If you walk through Toulouse one of these days, there are a few things you will notice. The trees have finished blossoming and the fresh green of the spring leaves has turned just the slightest bit duller. People are outside, and they have a chance to show off their wardrobe untainted by warm layers of clothing. Flowery dresses, linen shirts, crop tops, and sandals with feet of varying degrees of pedicure in them. Unmistakably, it’s summer - and life starts to heat up.
This is the second to last of these blogposts I’ll do, and I’ve taken you along throughout my first two trimesters studying Economics & Ecology here in Toulouse. Right now, I’m waiting for the grades, I’ve started my research internship at TSE and I’m doing my best to enjoy the early, yet powerful summer. This point in time is a great opportunity to give you an idea of what is to come after we part ways.
My internship will run until mid-August and so far, I’m enjoying it a lot. My supervising professor endorses exploring new knowledge and skills to an extent that I’ve rarely seen before. In only three weeks, I’ve learned how to perform analysis with spatial data, how to make stylish and informative maps about whaling in the 19th century, and how to impute migration data (with varying degrees of success). I’ve read about machine learning methods, female empowerment in postcolonial Cameroon, and the carbon emissions generated by the fishing industry. And this is, mind you, in an internship that is technically in Economics. If I think about it, I can say I’m very lucky, and I’m excited for the summer and all there is to learn still.
The second year of the Master will start the second week of September. From then on until December, I will exclusively have classes in ecology, and I’m beyond excited for it. I’ve never had the opportunity to study natural science at a university level, and to be able to start at this level is just very good fortune. In the second semester, economics and ecology will unite and I’ll have classes on ecosystem conservation just as much as on structural models – I’m looking forward to that a lot.
The new semester will most likely also bring a kind of university life that I haven’t experienced before – a more engaged one. My programme is quite small and I might run for student representative, which is something I’ve never done before. My friends at the university newspaper have approached me to write a sort of environmental column for them. I plan on being active in a newly founded student association about ecological change at TSE; and I might also join the university choir – I’ve really missed singing since high school.

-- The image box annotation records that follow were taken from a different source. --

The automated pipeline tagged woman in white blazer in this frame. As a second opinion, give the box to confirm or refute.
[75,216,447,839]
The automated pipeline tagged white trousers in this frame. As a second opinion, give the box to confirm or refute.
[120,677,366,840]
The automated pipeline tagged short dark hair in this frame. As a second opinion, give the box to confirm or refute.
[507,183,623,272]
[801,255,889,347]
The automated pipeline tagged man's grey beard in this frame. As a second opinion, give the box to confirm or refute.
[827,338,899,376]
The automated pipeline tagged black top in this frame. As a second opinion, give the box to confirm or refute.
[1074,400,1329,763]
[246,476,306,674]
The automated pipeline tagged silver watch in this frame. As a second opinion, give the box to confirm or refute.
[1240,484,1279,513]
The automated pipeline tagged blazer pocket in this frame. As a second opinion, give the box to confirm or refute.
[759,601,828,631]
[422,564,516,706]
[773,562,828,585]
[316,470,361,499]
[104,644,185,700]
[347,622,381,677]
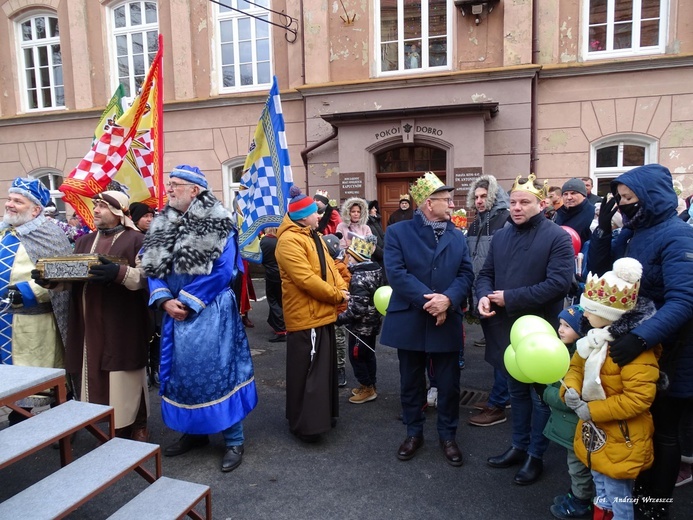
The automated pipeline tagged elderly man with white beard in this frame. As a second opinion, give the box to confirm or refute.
[0,178,72,422]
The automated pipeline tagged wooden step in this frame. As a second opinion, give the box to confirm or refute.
[0,436,161,520]
[0,401,113,469]
[108,477,212,520]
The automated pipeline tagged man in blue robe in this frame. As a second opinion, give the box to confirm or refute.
[142,165,257,472]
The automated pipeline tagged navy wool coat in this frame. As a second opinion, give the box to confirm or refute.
[380,213,474,352]
[476,213,575,367]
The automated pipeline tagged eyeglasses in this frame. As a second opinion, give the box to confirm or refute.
[166,182,194,190]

This all sounds like a lot – but to be honest, I’m yearning for it. The first year of the master’s degree was such an intense phase, and not much time was left for doing anything but seeing friends, cooking and sports. Now, in the internship, I have almost too much time. I read an astonishing amount of books for my standards, I do sports, I write, and I still spend too much time on my phone. Having that university structure back and loading myself up with other enjoyable and fulfilling responsibilities sounds like a dream, honestly.
I’m currently reading Matt Haig’s “The Midnight Library”, and it has reminded me that, while regrets are a part of life, we always have an opportunity to bounce back and become happy again. This sounds cheesy, and it is – but after all, I’m in France, it’s summer, and that cheese is gonna melt away, so I’mma better eat it all up.
Excuse me for being goofy, I’m in a good mood. I really do recommend you read that book and do something that makes you regret less – summer is the season for it, so go out and get it.